Page 104 of Ruthless Addiction
“I’ve loved you since I was a girl,” she said softly. “Since the night you stripped your foster parents of their power. Since you ended them and took control of the Volkov family.” Her voice steadied as she spoke, conviction hardening it. “I watched you rise. I watched men fear you. And I wanted you. I waited—year after year—for you to look at me. Just once.” A fragile smile touched her lips. “You never did.”
I didn’t soften. Pity was a luxury I’d buried with my wife.
“Then perhaps it’s time you opened your heart to someone else,” I said evenly. “Penelope is dead to the world—but she is not dead to me.” My gaze held hers without mercy. “I cannot love another. You may force a marriage through politics once my current one dissolves, but you will never force my heart. Power doesn’t buy that.”
She stepped closer anyway. Brave. Or foolish.
“I have three months,” she said, voice steady despite the faint tremor beneath it. “You told me to open my heart—why don’t you try opening yours?” Her eyes searched my face, as if hunting for a crack. “Maybe I’m exactly what you need. Maybe you’ll love me in spite of yourself. I intend to use every one of these three months to prove I can be everything you want in a woman.”
Then, quieter—strategic, almost reverent—
“And I’m sorry. Truly. For what my father did. For taking Vanya.”

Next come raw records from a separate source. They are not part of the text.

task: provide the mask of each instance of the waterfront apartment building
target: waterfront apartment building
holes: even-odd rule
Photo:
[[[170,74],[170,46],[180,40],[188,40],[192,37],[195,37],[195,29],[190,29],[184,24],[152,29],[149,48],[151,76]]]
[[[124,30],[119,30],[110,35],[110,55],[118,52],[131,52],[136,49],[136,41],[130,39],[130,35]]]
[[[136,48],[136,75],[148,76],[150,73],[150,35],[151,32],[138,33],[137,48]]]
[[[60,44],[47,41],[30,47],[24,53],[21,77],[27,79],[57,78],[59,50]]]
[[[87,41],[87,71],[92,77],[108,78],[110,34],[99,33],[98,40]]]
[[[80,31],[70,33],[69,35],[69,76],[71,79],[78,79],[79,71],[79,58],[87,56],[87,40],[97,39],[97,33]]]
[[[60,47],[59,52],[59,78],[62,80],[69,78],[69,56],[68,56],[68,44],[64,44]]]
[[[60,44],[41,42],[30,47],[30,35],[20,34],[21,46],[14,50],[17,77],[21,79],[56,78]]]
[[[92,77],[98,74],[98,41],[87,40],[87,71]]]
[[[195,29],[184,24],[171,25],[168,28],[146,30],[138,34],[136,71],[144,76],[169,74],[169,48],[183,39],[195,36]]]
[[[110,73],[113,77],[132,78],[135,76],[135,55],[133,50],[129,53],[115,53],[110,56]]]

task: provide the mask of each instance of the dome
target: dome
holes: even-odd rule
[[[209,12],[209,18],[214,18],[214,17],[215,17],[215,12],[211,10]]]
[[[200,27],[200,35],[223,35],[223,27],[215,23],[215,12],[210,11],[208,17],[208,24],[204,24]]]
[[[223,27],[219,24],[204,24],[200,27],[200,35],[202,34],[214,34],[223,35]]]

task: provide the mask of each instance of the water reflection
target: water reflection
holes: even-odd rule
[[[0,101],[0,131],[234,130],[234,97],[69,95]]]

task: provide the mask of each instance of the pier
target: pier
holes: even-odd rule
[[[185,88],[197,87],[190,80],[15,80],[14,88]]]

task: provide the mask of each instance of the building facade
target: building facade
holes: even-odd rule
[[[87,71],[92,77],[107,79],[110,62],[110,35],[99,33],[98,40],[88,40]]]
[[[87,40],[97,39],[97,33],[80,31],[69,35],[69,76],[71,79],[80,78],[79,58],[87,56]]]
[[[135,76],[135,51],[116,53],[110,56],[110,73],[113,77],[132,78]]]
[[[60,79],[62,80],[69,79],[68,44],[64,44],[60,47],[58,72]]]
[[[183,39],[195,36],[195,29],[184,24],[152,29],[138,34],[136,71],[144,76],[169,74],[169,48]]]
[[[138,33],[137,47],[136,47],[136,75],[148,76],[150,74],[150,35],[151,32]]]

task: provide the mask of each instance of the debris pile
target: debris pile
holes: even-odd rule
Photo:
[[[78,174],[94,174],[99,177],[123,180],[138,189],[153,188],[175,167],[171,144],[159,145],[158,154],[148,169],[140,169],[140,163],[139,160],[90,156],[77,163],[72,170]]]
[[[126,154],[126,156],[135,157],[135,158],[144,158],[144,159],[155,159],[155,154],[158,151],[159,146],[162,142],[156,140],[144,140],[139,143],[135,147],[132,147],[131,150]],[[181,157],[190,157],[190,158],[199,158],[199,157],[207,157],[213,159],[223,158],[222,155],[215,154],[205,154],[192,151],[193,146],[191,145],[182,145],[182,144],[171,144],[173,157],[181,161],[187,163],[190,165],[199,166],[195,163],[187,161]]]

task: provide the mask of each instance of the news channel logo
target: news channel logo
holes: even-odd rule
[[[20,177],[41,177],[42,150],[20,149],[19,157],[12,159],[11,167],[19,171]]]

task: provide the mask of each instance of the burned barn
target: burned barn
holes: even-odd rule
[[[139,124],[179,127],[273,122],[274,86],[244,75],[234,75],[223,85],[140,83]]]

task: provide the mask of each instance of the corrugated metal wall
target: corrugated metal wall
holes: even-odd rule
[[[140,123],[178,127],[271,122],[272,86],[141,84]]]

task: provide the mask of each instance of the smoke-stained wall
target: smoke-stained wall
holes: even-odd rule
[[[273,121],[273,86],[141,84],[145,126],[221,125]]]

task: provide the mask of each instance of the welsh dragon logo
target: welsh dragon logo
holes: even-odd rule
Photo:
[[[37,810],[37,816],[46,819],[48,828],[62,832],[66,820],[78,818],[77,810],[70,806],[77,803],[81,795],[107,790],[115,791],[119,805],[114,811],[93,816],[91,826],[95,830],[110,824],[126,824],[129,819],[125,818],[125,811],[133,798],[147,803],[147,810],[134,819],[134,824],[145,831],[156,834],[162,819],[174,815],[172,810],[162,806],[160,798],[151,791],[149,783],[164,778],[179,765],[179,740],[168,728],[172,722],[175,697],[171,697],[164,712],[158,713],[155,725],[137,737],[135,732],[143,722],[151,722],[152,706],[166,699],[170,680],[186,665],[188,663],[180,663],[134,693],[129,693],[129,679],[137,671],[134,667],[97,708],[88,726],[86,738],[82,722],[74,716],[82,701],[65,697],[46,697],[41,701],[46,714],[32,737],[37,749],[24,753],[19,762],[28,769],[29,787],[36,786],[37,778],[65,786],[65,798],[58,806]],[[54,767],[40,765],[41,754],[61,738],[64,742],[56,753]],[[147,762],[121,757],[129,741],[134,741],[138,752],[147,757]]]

“You mean kidnapping a five-year-old boy?” I corrected, my voice dropping into something lethal and cold. The air seemed to tighten. “Using a child as leverage so you could worm your way under my roof?”
She swallowed, the delicate line of her throat moving. I didn’t give her time to recover.
I stepped forward until she had to tilt her head back to meet my eyes.
“You’re the Orlov princess,” I said calmly. “You’ve never learned what it means to follow rules. So listen carefully—because in this house, you will.”
I raised a finger.
“First—you do not, under any circumstances, enter my bedroom.”
A second finger.
“Second—you will never raise your voice to Vanya or Penelope. You will never touch them. You will never speak down to them. They are bound to me by marriage, and you will treat them with respect—or you will leave in pieces.”
A third.
“Third—you do not spy on me, or anyone under my roof. If I discover even a whisper of it, I will consider it an act of war.”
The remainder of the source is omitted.